Periods, Exclamation Points, and Question Marks
Use a period to
- signal the end of an idea; just make sure it is a complete idea
- punctuate sentences and bulleted/numbered lists; just make sure they are complete sentences and bulleted/numbered lists
- end abbreviated words (Dr. for Doctor, St. for Street)
- separate lowercase abbreviated letters (e.g., p., pp., et al.)
- ensure you are correctly applying a citation style’s format
Periods relative to quotation marks:
- Periods appear within quotation marks: He heard her sing “Somewhere over the Rainbow.”
Question marks relative to other punctuation:
- Question marks appear inside quotation marks, parentheses, or brackets only when part of the quoted or parenthetical material:
- He asked, “Do you believe in ghosts?”
- That dog (or is it a wolf?) is gonna be huge!
- Question marks appear outside quotation marks when the question is not part of the sentence: Did he really ask me if “I believed in ghosts”?
- Why didn’t he ask for the time off until today (Tuesday)?
- “What do you suppose he had in mind,” inquired Newman, “when he said, ‘You are all greater fools than I thought’?”
Use an exclamation point
- sparingly.
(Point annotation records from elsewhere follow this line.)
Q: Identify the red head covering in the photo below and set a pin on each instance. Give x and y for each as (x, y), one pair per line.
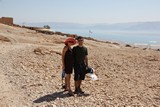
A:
(70, 40)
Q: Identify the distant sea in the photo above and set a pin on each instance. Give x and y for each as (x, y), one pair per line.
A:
(128, 37)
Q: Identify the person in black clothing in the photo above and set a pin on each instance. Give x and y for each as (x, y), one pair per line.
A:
(80, 64)
(67, 63)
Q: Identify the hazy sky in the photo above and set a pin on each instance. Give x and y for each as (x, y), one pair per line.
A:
(81, 11)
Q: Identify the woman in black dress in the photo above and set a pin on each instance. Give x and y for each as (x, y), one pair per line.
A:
(67, 63)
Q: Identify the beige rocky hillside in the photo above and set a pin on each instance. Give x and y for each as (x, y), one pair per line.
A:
(30, 73)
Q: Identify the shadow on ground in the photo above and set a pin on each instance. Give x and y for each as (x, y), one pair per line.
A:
(54, 96)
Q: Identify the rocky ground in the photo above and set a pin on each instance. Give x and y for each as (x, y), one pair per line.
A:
(30, 73)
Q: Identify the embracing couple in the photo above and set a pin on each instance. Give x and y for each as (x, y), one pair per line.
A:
(74, 58)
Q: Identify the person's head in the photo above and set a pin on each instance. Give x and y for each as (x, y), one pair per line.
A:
(80, 40)
(70, 41)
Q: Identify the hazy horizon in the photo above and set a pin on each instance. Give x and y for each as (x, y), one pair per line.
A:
(82, 12)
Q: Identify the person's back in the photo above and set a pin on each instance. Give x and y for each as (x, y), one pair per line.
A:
(80, 63)
(79, 54)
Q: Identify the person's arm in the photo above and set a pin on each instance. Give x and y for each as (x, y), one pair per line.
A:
(63, 55)
(86, 60)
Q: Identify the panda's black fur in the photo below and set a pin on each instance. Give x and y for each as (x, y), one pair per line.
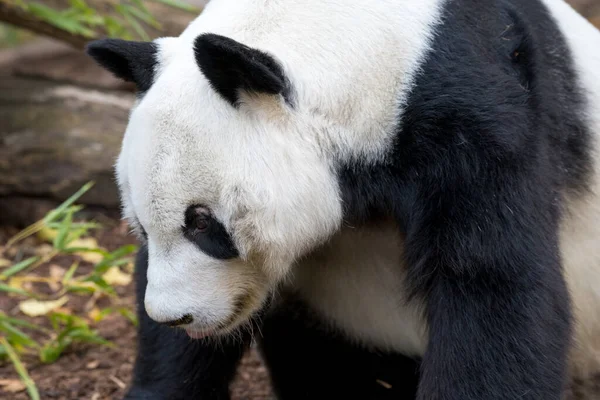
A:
(491, 141)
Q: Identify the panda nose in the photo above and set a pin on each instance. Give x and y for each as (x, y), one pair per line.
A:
(186, 319)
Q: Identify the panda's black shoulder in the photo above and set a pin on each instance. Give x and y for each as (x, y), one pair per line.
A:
(497, 85)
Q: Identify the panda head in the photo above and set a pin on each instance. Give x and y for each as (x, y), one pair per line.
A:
(229, 161)
(220, 174)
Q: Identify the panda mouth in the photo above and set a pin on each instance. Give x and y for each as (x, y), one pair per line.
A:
(201, 334)
(242, 304)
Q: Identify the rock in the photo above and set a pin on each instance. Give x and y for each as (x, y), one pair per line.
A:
(54, 137)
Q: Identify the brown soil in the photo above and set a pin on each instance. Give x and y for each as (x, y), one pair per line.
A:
(98, 372)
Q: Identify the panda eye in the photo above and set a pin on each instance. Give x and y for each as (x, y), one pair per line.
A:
(208, 233)
(198, 219)
(202, 219)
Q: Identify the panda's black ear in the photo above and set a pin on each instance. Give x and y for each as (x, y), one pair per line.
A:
(231, 66)
(127, 60)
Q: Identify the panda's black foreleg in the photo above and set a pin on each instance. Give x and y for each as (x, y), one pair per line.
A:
(482, 254)
(309, 362)
(170, 365)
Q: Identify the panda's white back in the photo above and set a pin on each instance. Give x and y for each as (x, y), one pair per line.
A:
(581, 229)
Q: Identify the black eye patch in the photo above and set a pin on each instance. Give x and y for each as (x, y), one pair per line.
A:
(208, 233)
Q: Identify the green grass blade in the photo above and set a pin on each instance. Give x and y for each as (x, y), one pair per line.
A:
(65, 226)
(17, 335)
(18, 267)
(56, 213)
(21, 370)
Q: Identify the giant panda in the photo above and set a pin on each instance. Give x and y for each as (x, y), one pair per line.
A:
(396, 199)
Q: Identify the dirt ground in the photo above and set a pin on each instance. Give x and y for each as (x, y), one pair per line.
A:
(98, 372)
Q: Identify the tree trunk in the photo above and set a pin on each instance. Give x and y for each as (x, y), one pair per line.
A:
(173, 20)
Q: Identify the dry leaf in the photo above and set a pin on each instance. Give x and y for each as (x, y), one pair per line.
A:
(114, 276)
(88, 256)
(12, 385)
(35, 308)
(94, 314)
(19, 282)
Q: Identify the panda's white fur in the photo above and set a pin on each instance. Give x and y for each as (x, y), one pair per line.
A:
(580, 236)
(266, 169)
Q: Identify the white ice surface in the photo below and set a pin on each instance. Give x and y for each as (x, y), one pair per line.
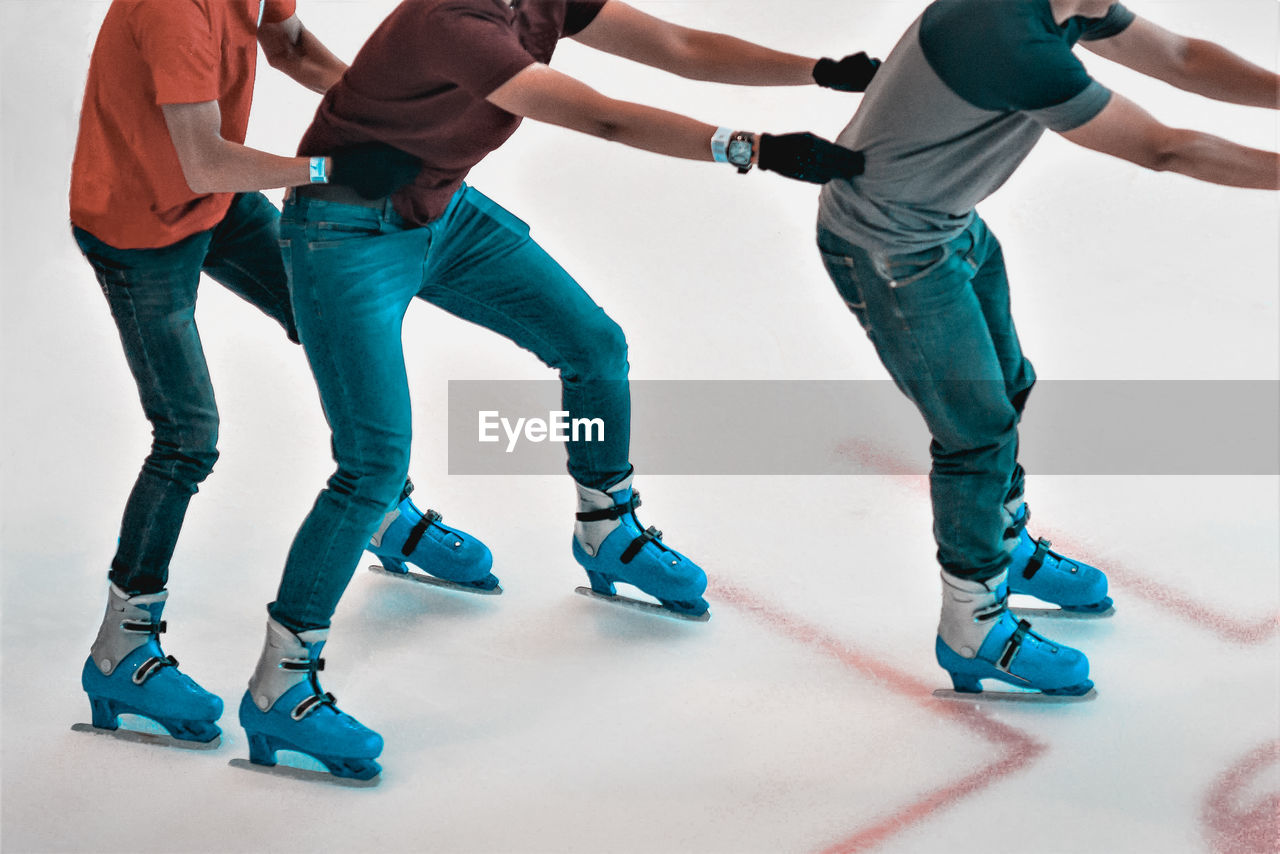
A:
(799, 717)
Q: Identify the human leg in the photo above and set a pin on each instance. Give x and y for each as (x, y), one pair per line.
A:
(351, 277)
(152, 300)
(1034, 569)
(929, 329)
(488, 269)
(151, 295)
(245, 255)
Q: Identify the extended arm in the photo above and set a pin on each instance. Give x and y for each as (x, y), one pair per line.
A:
(627, 32)
(292, 49)
(1125, 131)
(545, 95)
(1191, 64)
(215, 165)
(696, 54)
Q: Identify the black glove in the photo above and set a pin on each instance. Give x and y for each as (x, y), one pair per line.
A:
(373, 169)
(805, 156)
(850, 74)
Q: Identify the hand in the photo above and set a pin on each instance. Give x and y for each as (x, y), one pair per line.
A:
(850, 74)
(373, 169)
(805, 156)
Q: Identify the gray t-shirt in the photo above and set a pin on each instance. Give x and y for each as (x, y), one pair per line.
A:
(954, 110)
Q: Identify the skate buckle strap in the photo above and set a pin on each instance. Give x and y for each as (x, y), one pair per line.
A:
(996, 608)
(1037, 558)
(145, 626)
(1018, 523)
(1014, 644)
(152, 666)
(608, 514)
(311, 703)
(415, 537)
(648, 535)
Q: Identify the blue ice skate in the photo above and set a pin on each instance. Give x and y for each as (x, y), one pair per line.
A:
(615, 548)
(284, 708)
(1077, 588)
(979, 639)
(448, 557)
(128, 674)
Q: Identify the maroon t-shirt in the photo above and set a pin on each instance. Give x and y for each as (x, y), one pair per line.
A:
(420, 83)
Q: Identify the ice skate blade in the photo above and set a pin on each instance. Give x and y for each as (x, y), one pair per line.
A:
(1014, 697)
(154, 739)
(1060, 613)
(423, 578)
(647, 607)
(306, 775)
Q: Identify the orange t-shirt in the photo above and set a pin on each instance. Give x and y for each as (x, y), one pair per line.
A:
(127, 185)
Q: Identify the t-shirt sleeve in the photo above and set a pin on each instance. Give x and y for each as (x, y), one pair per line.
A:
(1051, 85)
(1112, 23)
(580, 13)
(177, 45)
(277, 10)
(472, 46)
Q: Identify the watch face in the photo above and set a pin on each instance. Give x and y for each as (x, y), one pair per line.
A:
(739, 153)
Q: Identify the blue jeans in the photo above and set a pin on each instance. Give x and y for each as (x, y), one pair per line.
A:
(152, 298)
(353, 272)
(941, 323)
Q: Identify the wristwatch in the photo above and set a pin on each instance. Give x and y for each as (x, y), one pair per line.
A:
(740, 149)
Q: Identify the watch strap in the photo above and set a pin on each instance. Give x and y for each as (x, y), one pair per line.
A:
(720, 144)
(319, 173)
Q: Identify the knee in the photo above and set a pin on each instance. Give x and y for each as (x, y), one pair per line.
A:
(188, 451)
(990, 434)
(375, 480)
(603, 352)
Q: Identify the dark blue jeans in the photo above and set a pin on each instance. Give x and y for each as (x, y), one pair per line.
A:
(152, 298)
(941, 323)
(353, 272)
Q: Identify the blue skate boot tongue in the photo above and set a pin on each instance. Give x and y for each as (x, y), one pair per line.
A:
(979, 639)
(284, 708)
(127, 672)
(1038, 571)
(613, 547)
(455, 558)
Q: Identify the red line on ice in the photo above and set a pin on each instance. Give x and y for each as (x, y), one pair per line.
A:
(1019, 749)
(1237, 826)
(1226, 626)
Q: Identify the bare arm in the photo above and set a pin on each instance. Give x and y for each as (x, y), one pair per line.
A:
(292, 49)
(1125, 131)
(214, 165)
(1191, 64)
(627, 32)
(545, 95)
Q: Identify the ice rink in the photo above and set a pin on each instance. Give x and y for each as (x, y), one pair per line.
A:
(800, 717)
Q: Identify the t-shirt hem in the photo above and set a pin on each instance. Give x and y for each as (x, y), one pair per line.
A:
(503, 74)
(1075, 112)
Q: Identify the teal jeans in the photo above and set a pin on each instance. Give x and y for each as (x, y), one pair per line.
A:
(940, 320)
(353, 272)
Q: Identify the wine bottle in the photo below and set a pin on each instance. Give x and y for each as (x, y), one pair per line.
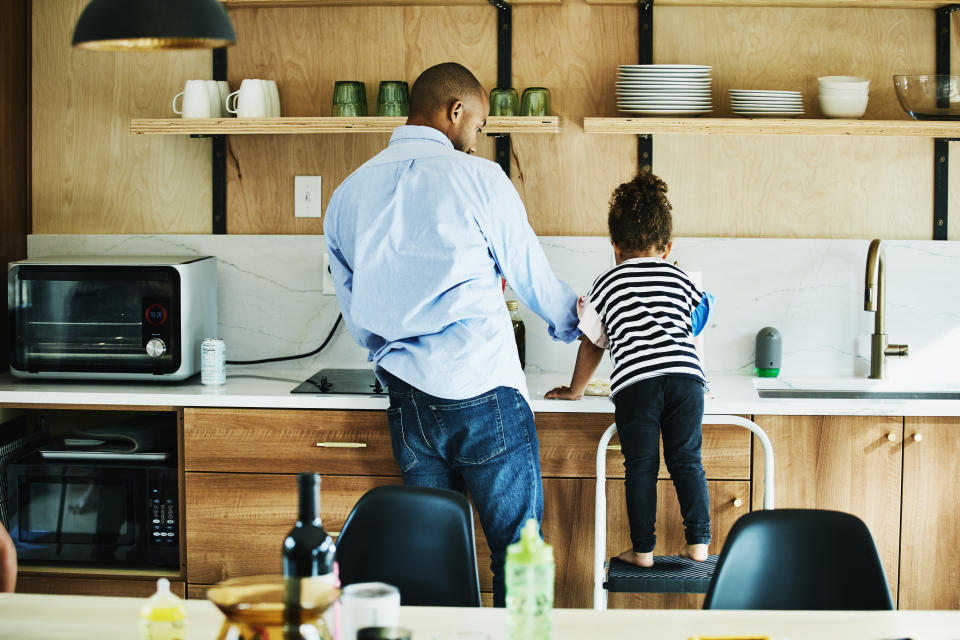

Do not use an exclamation point in academic writing unless it already exists in a quotation.
Exclamation points relative to other punctuation
- Exclamation points appear inside quotation marks, parentheses, or brackets when part of the quoted material:
- He sang the Beatles’ “Help!” more than any other song.
- The article “Midway!” posed some thoughtful points.